HA Voice Preview vs Pi Zero

I really would like to know how others are finding their voice assistants in regards to reliability and operation. Just over a week I have become disillusioned with the whole Pi Zero 2 & Wyoming satellite (which is almost like a pre-alpha).

One significant issue I am encountering is the Zeros stop responding, can not SSH to reboot, but they do respond to pings. So how are the HA devices in terms of 24/7 operation. Anyone finding need to power cycling, are they reliable?

Second issue I find is I often have to repeat the wake words. Sometimes I see the blinking and think all is good, it hears the question or command…and goes blank. Worse still it definitely has problems understanding. “Kitchen” is OK, but “Bathroom” or “Work Light” can be frustrating and often needs to be repeated. I can clearly say “Bathroom” and it repeats I have no device “Bunroom” or something stupid.

Third and final issue I find more annoying. The one unit that does work OK (Pi3B) is always hearing the TV or Youtube video and think it hears the wake word. So during a typical evening watching a movie it will go off every half hour at least. So how does the HA device actually work with it’s wake word. Is this reliable, does it usually respond the first time? Does it have lot of false positives?

1 Like

I have to say that this mirrors my experience exactly.

In order to try and deal with the PiZero lock ups I used a cron job to reboot the device at midnight, but long term that wasn’t much of an improvement. Repeatedly pulling the plug eventually kills the SD card which them leads to the hassle of re-imaging - but at least it is a re-image and not a re-install!

ESP32 Box and a Pi3B-Wyoming both work exceptionally well on my desk but struggle in the ‘real’ world. Repeated false wake word detection because the TV is on or the kids have music playing rapidly lowered any approval rating for non Amazon devices in the house.

What are peoples experience of the HA Voice Preview in real life - not just in a study or workspace?

I would also really like to hear from real-life experience. I have a wyoming-sattellite running on a Pi Zero 2W with a basic USB conference speaker. I do not have any issues with lock-up, and my satellite runs fine 24/7 for days in a row though.

I did notice that the open-wakeword repo for the wyoming satellite is quite old and not been updated in quite a while (GitHub - rhasspy/wyoming-openwakeword: Wyoming protocol server for openWakeWord wake word detection system). I initially had openwakeword running on the pi zero 2W using this repo and had very poor performance. So I configured my satellite to just stream audio to my HA server and now run open-wakeword on my RPI4B which runs HA.

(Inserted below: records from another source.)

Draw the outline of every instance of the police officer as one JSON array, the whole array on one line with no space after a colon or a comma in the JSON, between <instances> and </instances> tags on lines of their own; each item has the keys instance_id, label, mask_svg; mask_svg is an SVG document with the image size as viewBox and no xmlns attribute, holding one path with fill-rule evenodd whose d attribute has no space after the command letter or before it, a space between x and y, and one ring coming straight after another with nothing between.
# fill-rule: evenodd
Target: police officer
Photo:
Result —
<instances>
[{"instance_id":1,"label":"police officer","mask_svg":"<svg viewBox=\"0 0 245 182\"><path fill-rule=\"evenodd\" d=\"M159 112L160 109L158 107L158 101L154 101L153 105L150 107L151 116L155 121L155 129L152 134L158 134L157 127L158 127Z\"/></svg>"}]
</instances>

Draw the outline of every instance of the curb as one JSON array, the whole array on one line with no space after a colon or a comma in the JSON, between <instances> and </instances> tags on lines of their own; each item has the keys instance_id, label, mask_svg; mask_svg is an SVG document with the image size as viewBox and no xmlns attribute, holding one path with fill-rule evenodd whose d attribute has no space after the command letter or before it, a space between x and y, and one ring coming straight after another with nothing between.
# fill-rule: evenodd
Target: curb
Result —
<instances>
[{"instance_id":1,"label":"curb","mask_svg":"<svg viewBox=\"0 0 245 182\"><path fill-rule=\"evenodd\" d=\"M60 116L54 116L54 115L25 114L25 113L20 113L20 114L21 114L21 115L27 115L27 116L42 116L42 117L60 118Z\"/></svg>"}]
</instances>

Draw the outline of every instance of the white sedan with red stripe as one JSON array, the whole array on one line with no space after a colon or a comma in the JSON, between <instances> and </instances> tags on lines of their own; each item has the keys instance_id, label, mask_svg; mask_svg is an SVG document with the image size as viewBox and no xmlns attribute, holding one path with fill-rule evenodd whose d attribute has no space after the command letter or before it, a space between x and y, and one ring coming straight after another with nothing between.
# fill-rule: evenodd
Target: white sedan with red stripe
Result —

I have noticeably better performance. It can’t be a compute issues, since openwakeword running on the pi zero 2W was totally not stressing it, I just assume there has been further development on openwakeword which didn’t trickly down to the wyoming sattelite repo?

I connected a USB conference speaker to my Pi Zero 2W for the satellite. The specific conference speaker I use has only 1 microphone and it’s ability to pick up my voice beyond 2m is rather poor. The speaker itself can pick sound well enough from beyond 2m. If I just record an audio sample it is clearly audible, but I suspect the AGC kicks in too much and it picks up any other sounds (like keyboard typing, kitchenware sounds etc.) too strong which I suspect makes openwakenword fail beyond 2m. While the performance for voice activation less than 2m is OK, it is far beyond what a google nest speaker can achieve - that is just eerily, I only need to whisper OK google and it picks it up.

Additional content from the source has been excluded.